LayerZero stated that the incident was “completely isolated” to KelpDAO’s rsETH configuration and did not spread to other applications or assets. Meanwhile, Kelp DAO said it is coordinating with LayerZero and auditing firms to investigate the matter, while maintaining the paused status of related contracts until further official conclusions are reached.

okex

Why It Matters Beyond KelpDAO

Despite being confirmed as not widespread on LayerZero, the market reaction shows that risks can still spread through interconnected DeFi layers.

Aave TVL chart

Aave TVL chart.

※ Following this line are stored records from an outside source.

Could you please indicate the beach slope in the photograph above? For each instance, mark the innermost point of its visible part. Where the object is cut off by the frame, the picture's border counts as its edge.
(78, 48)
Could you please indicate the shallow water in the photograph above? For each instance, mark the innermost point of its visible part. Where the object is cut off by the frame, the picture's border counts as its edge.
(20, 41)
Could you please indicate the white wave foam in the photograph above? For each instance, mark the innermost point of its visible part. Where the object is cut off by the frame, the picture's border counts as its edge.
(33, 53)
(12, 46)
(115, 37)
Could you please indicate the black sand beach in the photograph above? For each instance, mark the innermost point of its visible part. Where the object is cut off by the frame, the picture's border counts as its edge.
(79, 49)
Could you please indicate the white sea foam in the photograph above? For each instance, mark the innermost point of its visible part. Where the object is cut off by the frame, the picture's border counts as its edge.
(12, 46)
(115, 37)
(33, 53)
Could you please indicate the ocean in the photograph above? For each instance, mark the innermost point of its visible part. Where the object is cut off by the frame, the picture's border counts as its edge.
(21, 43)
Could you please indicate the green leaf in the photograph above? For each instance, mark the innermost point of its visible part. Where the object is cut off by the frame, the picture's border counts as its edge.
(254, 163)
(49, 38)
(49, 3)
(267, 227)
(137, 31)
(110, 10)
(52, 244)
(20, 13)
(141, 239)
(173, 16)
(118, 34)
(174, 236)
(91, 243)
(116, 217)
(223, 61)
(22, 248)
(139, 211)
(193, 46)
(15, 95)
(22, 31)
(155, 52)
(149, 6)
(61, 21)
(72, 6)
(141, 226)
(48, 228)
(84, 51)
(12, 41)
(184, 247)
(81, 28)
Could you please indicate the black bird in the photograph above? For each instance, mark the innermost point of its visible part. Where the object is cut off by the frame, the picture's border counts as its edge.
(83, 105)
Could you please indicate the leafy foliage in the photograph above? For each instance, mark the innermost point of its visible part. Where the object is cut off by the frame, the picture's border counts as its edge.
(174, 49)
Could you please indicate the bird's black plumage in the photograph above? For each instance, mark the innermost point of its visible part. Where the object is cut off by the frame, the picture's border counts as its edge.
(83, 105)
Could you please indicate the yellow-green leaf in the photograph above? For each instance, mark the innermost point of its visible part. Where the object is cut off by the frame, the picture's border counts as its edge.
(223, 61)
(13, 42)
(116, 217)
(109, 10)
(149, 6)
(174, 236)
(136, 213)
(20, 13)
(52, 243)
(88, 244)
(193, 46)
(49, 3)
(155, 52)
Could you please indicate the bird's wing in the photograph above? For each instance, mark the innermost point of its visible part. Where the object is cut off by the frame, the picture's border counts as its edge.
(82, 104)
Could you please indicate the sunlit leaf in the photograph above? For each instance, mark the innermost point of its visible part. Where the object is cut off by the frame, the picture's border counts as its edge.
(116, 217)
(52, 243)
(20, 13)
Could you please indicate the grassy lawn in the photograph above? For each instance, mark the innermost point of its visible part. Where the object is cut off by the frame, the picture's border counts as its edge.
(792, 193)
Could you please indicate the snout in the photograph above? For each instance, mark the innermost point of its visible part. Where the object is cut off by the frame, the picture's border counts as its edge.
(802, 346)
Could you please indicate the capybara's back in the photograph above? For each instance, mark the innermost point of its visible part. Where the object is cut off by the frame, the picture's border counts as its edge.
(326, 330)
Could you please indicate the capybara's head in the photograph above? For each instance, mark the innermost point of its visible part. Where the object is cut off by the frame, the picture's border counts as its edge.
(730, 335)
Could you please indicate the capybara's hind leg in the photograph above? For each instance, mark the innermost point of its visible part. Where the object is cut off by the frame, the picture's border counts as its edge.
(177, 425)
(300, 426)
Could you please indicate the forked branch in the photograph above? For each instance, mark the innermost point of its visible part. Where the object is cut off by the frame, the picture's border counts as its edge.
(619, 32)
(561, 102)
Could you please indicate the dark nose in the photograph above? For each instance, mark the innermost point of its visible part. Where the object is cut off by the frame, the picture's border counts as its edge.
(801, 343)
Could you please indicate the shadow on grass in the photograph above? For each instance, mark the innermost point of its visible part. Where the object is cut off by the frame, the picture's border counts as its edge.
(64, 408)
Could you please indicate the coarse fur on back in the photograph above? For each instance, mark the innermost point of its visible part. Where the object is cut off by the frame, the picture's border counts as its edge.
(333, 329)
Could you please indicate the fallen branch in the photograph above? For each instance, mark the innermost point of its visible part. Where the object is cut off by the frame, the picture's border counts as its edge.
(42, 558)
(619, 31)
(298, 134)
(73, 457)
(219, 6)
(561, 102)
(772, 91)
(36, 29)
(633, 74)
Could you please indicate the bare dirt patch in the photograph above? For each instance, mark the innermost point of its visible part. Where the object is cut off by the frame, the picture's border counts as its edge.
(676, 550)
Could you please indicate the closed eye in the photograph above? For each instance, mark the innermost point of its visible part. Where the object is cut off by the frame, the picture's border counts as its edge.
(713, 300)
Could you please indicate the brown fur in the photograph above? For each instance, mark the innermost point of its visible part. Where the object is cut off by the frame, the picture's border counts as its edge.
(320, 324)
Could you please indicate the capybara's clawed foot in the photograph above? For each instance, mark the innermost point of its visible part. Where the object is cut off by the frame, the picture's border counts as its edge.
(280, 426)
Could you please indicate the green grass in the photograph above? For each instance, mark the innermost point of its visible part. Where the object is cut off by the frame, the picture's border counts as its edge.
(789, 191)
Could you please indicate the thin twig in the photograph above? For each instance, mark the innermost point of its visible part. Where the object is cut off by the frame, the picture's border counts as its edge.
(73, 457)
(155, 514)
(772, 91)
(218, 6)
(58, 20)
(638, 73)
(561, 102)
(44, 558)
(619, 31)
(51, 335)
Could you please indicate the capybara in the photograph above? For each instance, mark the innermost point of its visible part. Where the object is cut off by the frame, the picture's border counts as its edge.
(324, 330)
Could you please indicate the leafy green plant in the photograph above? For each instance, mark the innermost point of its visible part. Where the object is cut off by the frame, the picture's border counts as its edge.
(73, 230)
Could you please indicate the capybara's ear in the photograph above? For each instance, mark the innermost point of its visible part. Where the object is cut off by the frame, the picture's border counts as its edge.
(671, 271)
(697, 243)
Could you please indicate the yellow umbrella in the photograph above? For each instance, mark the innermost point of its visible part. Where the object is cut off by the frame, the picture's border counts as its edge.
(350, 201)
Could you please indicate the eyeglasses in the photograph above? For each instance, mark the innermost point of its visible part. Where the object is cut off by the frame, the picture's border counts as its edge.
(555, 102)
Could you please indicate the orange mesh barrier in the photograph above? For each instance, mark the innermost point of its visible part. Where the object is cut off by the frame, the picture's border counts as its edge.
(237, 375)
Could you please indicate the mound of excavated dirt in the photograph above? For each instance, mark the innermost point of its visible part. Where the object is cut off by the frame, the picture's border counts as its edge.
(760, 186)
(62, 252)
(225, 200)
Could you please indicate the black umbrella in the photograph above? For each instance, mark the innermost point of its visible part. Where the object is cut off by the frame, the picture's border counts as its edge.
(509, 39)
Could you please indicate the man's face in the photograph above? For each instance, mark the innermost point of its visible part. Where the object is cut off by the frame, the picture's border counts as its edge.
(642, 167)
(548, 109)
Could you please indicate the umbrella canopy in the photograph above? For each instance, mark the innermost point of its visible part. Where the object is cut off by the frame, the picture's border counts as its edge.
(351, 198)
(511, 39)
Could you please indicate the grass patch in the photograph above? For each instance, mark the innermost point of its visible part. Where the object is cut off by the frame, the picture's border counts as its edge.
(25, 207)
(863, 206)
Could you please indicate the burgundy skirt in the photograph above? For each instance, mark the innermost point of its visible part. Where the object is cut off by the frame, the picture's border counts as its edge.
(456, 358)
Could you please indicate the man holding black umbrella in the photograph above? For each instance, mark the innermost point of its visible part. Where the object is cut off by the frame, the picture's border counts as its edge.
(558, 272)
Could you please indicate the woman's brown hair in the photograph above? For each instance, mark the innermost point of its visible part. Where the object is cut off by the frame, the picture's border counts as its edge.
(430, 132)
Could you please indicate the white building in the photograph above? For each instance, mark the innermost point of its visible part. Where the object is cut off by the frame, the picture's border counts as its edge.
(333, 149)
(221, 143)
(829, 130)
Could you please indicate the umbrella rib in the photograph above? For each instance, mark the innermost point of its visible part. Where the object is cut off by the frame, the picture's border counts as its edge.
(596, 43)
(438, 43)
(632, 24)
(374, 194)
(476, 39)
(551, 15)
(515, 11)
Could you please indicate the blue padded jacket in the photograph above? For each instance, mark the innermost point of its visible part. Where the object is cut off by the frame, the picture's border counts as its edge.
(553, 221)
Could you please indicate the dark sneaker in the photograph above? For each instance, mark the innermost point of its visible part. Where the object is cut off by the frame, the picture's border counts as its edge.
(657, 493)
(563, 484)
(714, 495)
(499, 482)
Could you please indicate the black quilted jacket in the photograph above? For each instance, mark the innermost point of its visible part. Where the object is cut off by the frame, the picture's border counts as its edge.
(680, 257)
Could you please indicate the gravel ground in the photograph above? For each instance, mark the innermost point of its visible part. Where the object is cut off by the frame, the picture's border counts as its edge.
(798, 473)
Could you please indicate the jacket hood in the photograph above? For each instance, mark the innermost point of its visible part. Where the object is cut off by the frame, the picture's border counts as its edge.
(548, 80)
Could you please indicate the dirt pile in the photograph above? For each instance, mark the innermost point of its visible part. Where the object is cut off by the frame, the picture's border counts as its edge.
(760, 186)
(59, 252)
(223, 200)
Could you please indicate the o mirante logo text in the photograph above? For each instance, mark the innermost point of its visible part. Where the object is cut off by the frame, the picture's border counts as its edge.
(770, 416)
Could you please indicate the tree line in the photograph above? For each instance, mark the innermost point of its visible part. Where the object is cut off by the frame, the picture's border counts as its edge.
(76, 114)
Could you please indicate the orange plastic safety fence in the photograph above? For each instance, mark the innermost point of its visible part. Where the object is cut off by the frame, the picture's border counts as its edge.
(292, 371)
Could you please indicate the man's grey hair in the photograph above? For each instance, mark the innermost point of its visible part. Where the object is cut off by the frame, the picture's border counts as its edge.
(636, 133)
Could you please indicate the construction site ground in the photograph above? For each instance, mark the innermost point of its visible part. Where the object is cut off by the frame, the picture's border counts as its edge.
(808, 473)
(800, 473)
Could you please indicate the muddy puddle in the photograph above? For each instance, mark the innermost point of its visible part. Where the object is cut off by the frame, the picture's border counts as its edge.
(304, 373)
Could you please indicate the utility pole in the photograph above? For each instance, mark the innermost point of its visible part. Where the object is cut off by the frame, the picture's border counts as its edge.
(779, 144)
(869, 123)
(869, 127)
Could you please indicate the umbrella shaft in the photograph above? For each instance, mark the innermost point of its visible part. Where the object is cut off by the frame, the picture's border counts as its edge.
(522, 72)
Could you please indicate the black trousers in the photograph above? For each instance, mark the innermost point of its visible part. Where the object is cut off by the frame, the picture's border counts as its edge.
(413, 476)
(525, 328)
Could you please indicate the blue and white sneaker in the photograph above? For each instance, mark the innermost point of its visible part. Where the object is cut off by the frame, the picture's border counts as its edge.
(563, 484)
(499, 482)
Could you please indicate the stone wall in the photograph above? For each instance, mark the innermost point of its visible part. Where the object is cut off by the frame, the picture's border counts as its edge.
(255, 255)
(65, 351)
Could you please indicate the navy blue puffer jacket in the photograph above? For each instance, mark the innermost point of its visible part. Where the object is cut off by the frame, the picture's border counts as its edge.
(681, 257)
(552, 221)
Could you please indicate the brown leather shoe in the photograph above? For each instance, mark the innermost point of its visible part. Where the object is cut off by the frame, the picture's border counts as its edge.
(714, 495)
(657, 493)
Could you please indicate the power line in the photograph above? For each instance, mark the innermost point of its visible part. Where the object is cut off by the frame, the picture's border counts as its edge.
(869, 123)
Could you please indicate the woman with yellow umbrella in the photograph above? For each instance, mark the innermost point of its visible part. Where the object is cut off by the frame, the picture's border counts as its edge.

Source: DefiLlama

Within hours of the incident, the AAVE token dropped about 17%, from $111 to $92. Aave’s Total Value Locked (TVL) also plummeted from about $26.3 billion to $20 billion, before continuing to decline toward $17.9 billion in the following days. The cause was that rsETH — an asset directly linked to KelpDAO — was used as collateral in the lending system, causing “bad debt” to appear in parts of the system and forcing protocols to pause certain markets.

On a broader scale, the total market DeFi TVL also dropped from approximately $99.4 billion to $86.2 billion, equivalent to a decrease of more than $13 billion in a short period.

Total DeFi TVL chartTotal DeFi TVL chart

Total DeFi TVL chart. Source: DefiLlama

Although considered ‘isolated’, the KelpDAO incident still spread rapidly through collateral positions and liquidity flows as DeFi layers became increasingly tightly linked.

How NFT Wallets Impact

The incident is not directly related to NFTs, and there is no evidence yet that NFT collections were attacked or technically affected. However, the boundary between NFT wallets and DeFi is almost no longer clear.

Many users do not just hold NFTs but also use the same wallet to participate in lending, staking, or restaking. In this case, NFTs can be used as collateral to borrow ETH, which is then deployed into protocols like KelpDAO to earn yield. When rsETH faces an incident, lending positions can quickly fall into a bad debt state.

This does not mean the NFT was “hacked,” but it can lead to indirect consequences, such as losing the ability to maintain loans, collateral liquidation, or getting liquidity trapped in paused protocols.

Even for those who merely hold NFTs, risk still exists if that wallet has interacted with DeFi smart contracts or granted permissions (approvals) to related protocols. When multiple applications share a single wallet, an incident in one protocol can pose risks to the rest of the assets.

What NFT Collectors Should Do Now

Following the KelpDAO incident, NFT collectors — especially those with wallets interacting with DeFi — should take some basic risk prevention steps:

Review and revoke approvals

Check and revoke permissions granted to smart contracts, especially if the wallet has interacted with restaking or bridges. You can use Revoke.cash for a quick review.

Separate high-value assets

Move high-value NFTs to a separate wallet that is not shared with wallets frequently interacting with DeFi.

Limit cross-chain activity (short term)

Temporarily limit bridging assets or interacting with cross-chain contracts, especially with infrastructure related to the incident, until clearer information is available.

Monitor lending positions (if applicable)

Track borrowing or margin positions, especially collateral levels and liquidation thresholds, to avoid being liquidated during market volatility.

Stay alert to phishing risks

Avoid accessing unverified links or fake “compensation” programs; only follow announcements from the project’s official channels.

Shared Risk Across Crypto Ecosystems

The $290M shock from KelpDAO shows that layers in the crypto ecosystem — from restaking and lending to NFTs — are increasingly tightly linked. An exploit does not need to target NFTs directly to create pressure on users through DeFi protocols.

While LayerZero maintains the incident did not spread to other applications, market reactions show that systemic risk lies not just in code or protocols, but in how liquidity and positions are connected across platforms.

In this context, risk no longer stops at an individual protocol — it can spread to all assets if they reside in the same wallet or the same chain of positions.